ABSTRACT The goal of this proposal will be to study the frequency, chronicity and etiology of post-acute sequelae of SARS CoV-2 with protocols designed to characterize genetic and immuno-inflammatory factors that influence post- COVID complications. We will establish a cohort of 1200 or more deeply phenotyped SARS CoV-2 patients in order to determine the long-term effects of COVID-19 infection in distinct PASC cohorts. Patients will be categorized by the presence or absence of pulmonary symptoms. We will focus on changes in pulmonary lung function (DLCO and FVC, TLC) and 6-minute walk test (6MWT) distance at 3, 6, and 12 months and bi- annually thereafter for 5 years. To assess for progressive pulmonary fibrosis we will include x-rays and computerized tomography (CT) of the lung. To explore pathogenic mechanisms we will: 1) determine whether specific cytokine levels associate with the severity or progression of PASC-associated disease; and, 2) determine whether there is a characteristic autoantibody profile, including anti-cytokine antibodies, in PASC patients; 3) perform Global Diversity Array (GDA) chip analysis on 1200 patients to develop an unbiased genetic risk score for PASC; 4) determine whether specific genotypes: a) influence the severity or chronicity of PASC, including the development of Idiopathic Pulmonary Fibrosis or b) contribute to the sustained immunological responses in PASC patients. Finally, we will determine whether there is a genetic association with PASC syndromes that varies across self-identified race/ethnicity (SIRE). Taken together, these novel studies are intended to better understand pathogenetic mechanisms of disease, which can lead to the identification of therapeutic targets and strategies for patients with post-acute sequelae.

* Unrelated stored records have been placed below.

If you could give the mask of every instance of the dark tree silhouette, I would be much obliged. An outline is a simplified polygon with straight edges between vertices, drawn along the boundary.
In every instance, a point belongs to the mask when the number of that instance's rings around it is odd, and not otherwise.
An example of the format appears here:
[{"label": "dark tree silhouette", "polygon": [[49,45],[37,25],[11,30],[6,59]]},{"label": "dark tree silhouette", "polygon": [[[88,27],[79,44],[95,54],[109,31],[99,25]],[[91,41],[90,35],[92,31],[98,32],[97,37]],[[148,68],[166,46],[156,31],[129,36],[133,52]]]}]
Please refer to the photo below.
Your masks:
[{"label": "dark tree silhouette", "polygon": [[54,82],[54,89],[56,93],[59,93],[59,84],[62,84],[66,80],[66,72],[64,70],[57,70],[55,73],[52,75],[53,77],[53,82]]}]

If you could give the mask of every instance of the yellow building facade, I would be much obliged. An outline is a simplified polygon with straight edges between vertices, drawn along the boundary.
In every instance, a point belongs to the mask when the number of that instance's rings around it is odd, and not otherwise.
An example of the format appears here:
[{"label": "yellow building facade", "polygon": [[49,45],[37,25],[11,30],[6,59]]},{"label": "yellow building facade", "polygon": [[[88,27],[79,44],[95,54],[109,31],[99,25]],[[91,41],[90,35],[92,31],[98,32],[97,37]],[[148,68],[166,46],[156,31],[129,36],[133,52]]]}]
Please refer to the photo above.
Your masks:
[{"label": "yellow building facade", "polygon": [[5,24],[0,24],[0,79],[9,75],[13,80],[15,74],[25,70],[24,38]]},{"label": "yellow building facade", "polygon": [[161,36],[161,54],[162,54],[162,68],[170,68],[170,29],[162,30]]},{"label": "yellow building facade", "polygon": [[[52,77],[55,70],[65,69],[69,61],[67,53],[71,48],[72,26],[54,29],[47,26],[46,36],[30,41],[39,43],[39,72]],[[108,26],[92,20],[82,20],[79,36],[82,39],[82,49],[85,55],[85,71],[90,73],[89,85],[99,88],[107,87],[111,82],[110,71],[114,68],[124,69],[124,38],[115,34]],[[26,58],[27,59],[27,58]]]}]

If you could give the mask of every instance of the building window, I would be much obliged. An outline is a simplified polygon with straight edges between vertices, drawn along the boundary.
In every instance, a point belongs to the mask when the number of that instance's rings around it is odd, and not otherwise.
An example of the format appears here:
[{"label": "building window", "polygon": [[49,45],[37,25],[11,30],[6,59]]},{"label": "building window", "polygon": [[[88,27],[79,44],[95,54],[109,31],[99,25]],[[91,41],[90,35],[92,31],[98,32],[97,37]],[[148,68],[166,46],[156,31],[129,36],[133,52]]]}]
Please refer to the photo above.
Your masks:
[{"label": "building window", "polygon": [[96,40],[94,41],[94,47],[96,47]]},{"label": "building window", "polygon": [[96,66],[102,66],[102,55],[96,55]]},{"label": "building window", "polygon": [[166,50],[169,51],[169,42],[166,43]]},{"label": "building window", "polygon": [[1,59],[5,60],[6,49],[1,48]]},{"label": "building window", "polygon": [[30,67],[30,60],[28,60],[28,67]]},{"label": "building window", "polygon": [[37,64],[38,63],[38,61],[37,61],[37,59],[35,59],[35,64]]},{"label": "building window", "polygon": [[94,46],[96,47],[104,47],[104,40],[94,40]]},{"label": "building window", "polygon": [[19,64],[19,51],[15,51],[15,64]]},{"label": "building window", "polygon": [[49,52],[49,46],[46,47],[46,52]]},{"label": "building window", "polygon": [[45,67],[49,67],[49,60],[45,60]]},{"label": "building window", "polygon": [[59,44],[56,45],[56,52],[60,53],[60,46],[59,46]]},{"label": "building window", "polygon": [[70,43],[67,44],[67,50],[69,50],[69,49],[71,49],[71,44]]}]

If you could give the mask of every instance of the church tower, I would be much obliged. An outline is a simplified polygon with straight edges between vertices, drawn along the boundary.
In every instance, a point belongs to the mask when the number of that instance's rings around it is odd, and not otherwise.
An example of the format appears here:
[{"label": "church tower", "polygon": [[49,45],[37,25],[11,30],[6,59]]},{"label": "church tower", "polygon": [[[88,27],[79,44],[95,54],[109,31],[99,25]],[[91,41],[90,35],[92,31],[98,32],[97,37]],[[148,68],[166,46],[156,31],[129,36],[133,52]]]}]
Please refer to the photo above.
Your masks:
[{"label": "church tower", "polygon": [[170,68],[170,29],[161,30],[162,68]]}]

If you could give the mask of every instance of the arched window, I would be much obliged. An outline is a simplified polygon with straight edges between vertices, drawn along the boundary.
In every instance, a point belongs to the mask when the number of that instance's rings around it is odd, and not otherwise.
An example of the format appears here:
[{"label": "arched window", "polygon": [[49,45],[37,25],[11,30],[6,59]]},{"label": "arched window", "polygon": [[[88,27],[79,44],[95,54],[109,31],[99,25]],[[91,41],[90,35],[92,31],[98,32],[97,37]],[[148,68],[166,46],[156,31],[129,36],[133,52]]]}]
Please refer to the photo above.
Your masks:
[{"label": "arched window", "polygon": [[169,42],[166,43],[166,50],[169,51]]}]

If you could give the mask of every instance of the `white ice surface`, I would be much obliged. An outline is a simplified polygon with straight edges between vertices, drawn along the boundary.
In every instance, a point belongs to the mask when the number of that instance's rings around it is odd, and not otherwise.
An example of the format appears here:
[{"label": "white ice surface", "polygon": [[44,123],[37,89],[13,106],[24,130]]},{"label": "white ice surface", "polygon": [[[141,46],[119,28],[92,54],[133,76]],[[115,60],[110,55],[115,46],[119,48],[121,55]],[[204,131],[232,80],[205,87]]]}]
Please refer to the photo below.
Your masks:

抽象的 该提案的目标是研究 SARS 急性后遗症的频率、慢性性和病因学 CoV-2 的方案旨在表征影响后遗症的遗传和免疫炎症因素 新冠肺炎并发症。我们将建立一个包含 1200 个或更多深度表型 SARS CoV-2 的队列 患者，以确定 COVID-19 感染对不同 PASC 队列的长期影响。患者 将根据是否存在肺部症状进行分类。我们重点关注肺部的变化 肺功能（DLCO 和 FVC、TLC）和 3、6 和 12 个月以及双倍时的 6 分钟步行测试 (6MWT) 距离 此后每年一次，持续 5 年。为了评估进行性肺纤维化，我们将包括 X 光检查和 肺部计算机断层扫描（CT）。为了探索致病机制，我们将：1）确定是否 特定细胞因子水平与 PASC 相关疾病的严重程度或进展相关；以及，2) 确定 PASC 中是否存在特征性自身抗体谱，包括抗细胞因子抗体 患者; 3) 对 1200 名患者进行全球多样性阵列 (GDA) 芯片分析，以开发公正的基因 PASC 风险评分； 4) 确定特定基因型是否： a) 影响 PASC 的严重性或慢性性， 包括特发性肺纤维化的发展或 b) 有助于持续的免疫学 PASC 患者的反应。最后，我们将确定是否与 PASC 存在遗传关联 不同种族/族裔 (SIRE) 之间存在差异的综合症。总而言之，这些新颖的研究是 旨在更好地了解疾病的发病机制，从而识别 急性后遗症患者的治疗目标和策略。